Qual é a situação da classe trabalhadora e da juventude na Armênia hoje?

Ambas vivem em condições terríveis. A taxa de desemprego oficial é de 20%; empregos são raros. Não há perspectiva para os jovens porque a economia na Armênia está muito ruim. Há muitas pessoas pobres na Armênia que estão sofrendo, já que a indústria foi quase completamente destruída nos anos 90. A Armênia, enquanto uma ex-república soviética, tinha uma classe trabalhadora bem organizada e com sindicatos. Os sindicatos ainda existem, mas são muito fracos e a classe trabalhadora é fragmentada.

No entanto, também vimos durante os protestos políticos, greves na empresa de TI Synopsys e no grande shopping center Dalma. Em ambos os casos, os trabalhadores entraram em greve e se juntaram aos bloqueios das ruas. Os alunos são bem organizados e também entraram em greve. Curiosamente Nikol convocou no dia 25 de abril para uma greve de trabalhadores e estudantes em todo o país, o que não aconteceu porque o governo interino anunciou que novas eleições serão realizadas no dia 1 de maio.

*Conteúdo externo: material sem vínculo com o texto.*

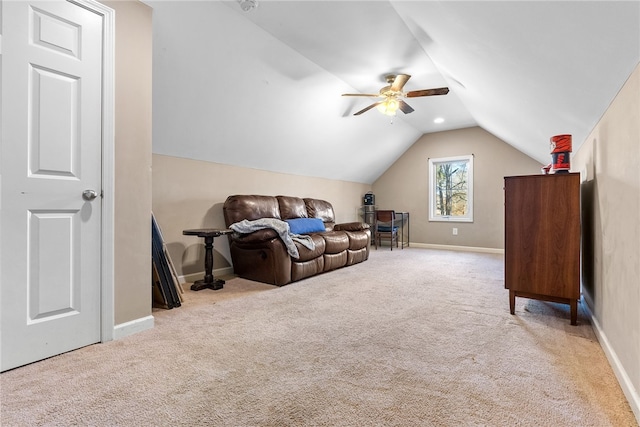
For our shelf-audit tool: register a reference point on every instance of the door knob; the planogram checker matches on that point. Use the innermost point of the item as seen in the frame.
(89, 194)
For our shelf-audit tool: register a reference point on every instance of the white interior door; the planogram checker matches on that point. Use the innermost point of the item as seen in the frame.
(51, 154)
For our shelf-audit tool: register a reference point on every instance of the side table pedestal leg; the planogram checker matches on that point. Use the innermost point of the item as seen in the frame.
(209, 281)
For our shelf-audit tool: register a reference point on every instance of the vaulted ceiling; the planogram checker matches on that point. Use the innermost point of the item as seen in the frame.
(262, 88)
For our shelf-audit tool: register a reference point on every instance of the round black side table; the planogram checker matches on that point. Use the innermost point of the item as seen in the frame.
(208, 234)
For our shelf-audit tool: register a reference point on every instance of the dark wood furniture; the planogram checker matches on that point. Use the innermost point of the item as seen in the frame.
(542, 238)
(208, 234)
(385, 228)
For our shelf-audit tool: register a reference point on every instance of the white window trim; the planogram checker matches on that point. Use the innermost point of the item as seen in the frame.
(432, 193)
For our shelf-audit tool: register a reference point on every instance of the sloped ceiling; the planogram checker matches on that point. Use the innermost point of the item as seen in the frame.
(261, 89)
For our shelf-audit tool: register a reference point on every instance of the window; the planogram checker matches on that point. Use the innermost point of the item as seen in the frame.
(451, 189)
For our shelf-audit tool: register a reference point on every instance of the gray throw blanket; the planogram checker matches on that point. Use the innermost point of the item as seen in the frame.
(281, 227)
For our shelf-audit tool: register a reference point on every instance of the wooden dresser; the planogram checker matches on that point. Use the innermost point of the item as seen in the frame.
(542, 238)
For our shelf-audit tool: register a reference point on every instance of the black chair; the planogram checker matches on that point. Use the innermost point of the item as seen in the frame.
(385, 228)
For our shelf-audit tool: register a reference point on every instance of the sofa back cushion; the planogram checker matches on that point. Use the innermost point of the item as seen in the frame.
(322, 209)
(250, 207)
(291, 207)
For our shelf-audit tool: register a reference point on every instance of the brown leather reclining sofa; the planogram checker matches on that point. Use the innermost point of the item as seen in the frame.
(262, 255)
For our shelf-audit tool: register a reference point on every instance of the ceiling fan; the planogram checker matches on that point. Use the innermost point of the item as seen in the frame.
(393, 93)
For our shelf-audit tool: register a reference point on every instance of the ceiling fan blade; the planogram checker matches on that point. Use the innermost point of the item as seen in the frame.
(364, 110)
(399, 82)
(360, 94)
(405, 108)
(427, 92)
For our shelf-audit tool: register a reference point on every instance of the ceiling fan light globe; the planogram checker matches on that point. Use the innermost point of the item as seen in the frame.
(389, 106)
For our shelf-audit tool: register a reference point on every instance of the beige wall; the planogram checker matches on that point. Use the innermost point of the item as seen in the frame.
(190, 194)
(609, 161)
(405, 186)
(132, 259)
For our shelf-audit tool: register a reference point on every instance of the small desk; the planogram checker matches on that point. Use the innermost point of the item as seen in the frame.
(208, 234)
(402, 218)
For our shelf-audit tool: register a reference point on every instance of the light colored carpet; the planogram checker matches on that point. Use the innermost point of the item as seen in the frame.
(413, 337)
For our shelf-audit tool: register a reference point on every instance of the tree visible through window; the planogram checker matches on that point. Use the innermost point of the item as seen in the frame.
(451, 188)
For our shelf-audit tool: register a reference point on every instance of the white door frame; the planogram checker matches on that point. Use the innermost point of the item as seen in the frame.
(108, 166)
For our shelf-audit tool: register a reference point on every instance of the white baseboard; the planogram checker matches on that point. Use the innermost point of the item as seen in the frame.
(623, 379)
(457, 248)
(190, 278)
(133, 327)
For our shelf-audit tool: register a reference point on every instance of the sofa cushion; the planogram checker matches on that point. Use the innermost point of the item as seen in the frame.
(336, 241)
(236, 208)
(322, 209)
(291, 207)
(306, 254)
(305, 225)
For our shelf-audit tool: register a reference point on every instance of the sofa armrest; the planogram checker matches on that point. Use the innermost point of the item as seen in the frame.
(258, 236)
(351, 226)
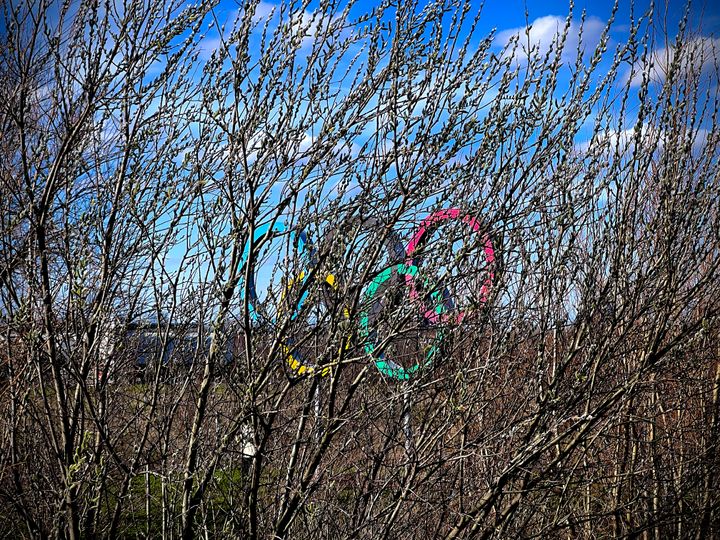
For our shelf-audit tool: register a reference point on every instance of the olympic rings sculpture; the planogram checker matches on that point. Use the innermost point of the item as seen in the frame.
(406, 273)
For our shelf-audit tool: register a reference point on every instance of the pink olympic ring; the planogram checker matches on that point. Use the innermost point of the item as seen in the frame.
(432, 221)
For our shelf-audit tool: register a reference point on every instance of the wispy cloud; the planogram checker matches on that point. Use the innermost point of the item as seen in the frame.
(698, 56)
(544, 32)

Então o primeiro ministro renunciou, mas o movimento continua. Quais são as perspectivas para isso?

As pessoas sabem que o problema não era apenas Serj. Ele próprio teve uma vida luxuosa escandalosa e ficou claro que as pessoas o odiavam. Mas eles também sabem que ele e seu partido representam os oligarcas. O movimento continua e os slogans vão de #RejectSerj para #RejectHHK (abreviação armênia para ARP). Em semi-colônias muito pobres, como a Armênia, o movimento democrático sempre tem demandas sociais, porque as pessoas não apenas querem eleições livres, mas também emprego, salários maiores, pão. No início deste ano, vimos algo semelhante em nosso vizinho país, o Irã.

Agora todos estão se preparando para as eleições parlamentares. É possível que outros partidos burgueses como Tsarukyan (fundado e liderado pelo oligarca Gagik Tsarukyan) apoiem Paschinyan. Ele mesmo anunciou que ele e Yelk participarão das eleições. Essa é também a razão pela qual agora as mobilizações e atos de desobediência civil pararam. Eles irão agora para as outras cidades e farão sua campanha eleitoral. Paschinyan tem uma chance de ganhar, mas não tem certeza. Ele é muito popular no momento.

Será muito interessante ver como serão as eleições, se haverá corrupção e fraude ou não. Parece provável que sim porque todo o aparato estatal está sob o controle do ARP. Este partido funciona também como um corpo mafioso, que também é determinado a usar métodos criminosos para garantir seu domínio.

Você quer acrescentar alguma coisa?

Eu acho que os protestos massivos na Armênia com a vitória sobre Serj Sargsyan abrem um novo capítulo no Oriente Próximo e Médio. Nos últimos anos, assistimos a protestos em massa no Curdistão, no Irã e agora na Armênia. Em uma região que é muito explosiva e frágil, a “Revolução de Veludo” armênia (como é chamada por Paschinyan e seus apoiadores) mostrou que a vitória é possível. Nós não vemos isso desde a Primavera Árabe com a derrubada de Ben Ali e Husni Mubarak na Tunísia e no Egito. Desde então, também vimos que a queda de um governante não é suficiente e as massas na Armênia terão a mesma experiência.